This week I had the joy of a visit from some of my favorite cousins. In addition to food, good conversation, and touring the some of the prime historical sites here in Philadelphia, we had reason to talk about our grandparent’s lives. They brought some boxes of papers left by our late uncle. Some stories our parents tell us. Some we find out by other means. I wonder what gems I may find in those boxes?
I had a few to new stories to share that I uncovered through research. When they asked how I found
them, my methods became a story in themselves! Digging through census records, court records, and books of assembled records (Not to mention newspapers, city directories, photos, military records and on and on) inevitably yield surprises. As a writer, my mind quickly begins to spin stories around the records, instinctively trying to fill in the gaps and answer the inevitable questions.

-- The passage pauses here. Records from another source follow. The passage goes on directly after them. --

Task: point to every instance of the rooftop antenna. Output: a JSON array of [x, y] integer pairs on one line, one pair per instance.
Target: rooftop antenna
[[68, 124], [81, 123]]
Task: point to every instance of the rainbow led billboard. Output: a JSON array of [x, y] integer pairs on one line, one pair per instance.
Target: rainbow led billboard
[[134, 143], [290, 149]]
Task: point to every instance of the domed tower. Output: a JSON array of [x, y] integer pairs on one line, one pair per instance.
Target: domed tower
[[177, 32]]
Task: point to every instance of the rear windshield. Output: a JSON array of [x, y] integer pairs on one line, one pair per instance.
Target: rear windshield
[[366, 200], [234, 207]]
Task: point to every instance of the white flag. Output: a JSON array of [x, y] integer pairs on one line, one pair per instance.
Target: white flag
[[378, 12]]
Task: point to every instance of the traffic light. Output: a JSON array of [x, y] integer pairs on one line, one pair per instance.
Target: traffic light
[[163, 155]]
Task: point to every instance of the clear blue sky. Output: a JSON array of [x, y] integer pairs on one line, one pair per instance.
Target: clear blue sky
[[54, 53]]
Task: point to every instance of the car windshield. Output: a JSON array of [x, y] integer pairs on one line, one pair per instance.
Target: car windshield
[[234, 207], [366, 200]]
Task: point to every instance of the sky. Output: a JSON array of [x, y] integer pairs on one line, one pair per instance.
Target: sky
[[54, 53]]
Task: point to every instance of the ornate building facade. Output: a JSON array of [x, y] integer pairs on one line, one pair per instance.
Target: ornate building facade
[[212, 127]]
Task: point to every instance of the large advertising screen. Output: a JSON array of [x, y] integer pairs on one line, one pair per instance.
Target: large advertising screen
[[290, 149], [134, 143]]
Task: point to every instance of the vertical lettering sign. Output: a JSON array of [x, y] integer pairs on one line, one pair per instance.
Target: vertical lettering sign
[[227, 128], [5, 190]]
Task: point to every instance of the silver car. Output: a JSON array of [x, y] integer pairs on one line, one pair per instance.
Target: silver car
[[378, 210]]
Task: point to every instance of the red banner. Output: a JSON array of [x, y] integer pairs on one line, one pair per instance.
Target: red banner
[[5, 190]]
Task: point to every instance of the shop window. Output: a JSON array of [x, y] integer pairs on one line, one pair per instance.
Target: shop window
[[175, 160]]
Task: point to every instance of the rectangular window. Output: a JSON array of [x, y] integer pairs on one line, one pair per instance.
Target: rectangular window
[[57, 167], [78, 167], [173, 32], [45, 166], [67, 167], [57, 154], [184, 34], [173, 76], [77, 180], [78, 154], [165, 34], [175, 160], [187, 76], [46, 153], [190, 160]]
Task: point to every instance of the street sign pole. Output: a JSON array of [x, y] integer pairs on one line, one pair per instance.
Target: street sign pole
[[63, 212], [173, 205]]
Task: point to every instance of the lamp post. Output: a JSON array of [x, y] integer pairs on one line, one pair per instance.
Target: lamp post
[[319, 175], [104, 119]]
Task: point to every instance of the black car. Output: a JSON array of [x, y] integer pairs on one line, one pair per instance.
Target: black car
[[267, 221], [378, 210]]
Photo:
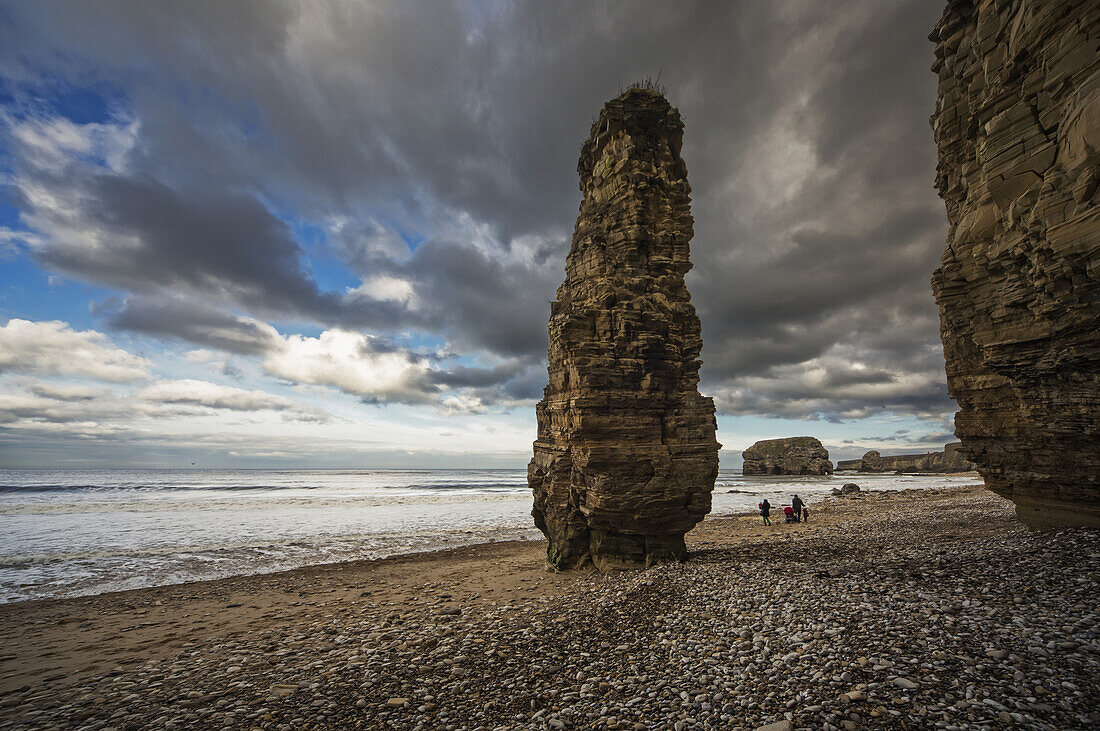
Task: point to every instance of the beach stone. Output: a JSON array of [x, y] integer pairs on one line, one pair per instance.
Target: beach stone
[[1018, 129], [778, 726], [626, 454]]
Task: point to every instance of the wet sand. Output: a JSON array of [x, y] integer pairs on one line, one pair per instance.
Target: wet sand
[[218, 653]]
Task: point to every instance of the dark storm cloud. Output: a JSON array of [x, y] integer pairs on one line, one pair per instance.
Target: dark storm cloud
[[455, 126]]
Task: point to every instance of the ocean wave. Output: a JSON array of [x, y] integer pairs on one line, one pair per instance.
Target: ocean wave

I’ve written a bit on History Imagined about the relationship of micro-history to fiction. After my cousins left I started wondering how many novels are based on ones ancestors. There is no way to answer the question. I did find a surprisingly lengthy list on Goodreads called “Fiction Based on the Author’s Ancestors.” Some titles tickled me because they are books I enjoyed, Cold Sassy Tree and Sarah Plain and Tall among them. East of Eden and the Glass-Blowers were unexpected. I often wonder if all fiction isn’t on some level autobiographical, our efforts to make sense of our lives or the lives of those who came before.
I have no answers for this. Merely musings.
What use will I make of my genealogical research in fiction? The likeliest candidates are the ancestors in Detroit in the 1700s, a time of conflicting loyalties and changing flags. I’ve considered a children’s novel based on the trading company an ancestor owned on the Great Lakes in that period. How does my life impact my regency novels? Largely I fill them with thoughts from my travels, overlaid with my own values. On my second visit to Rome, for example, I asked the question, “Would it be possible to set a regency novel here?” It turns out the answer was yes, and Dangerous Secrets is the result.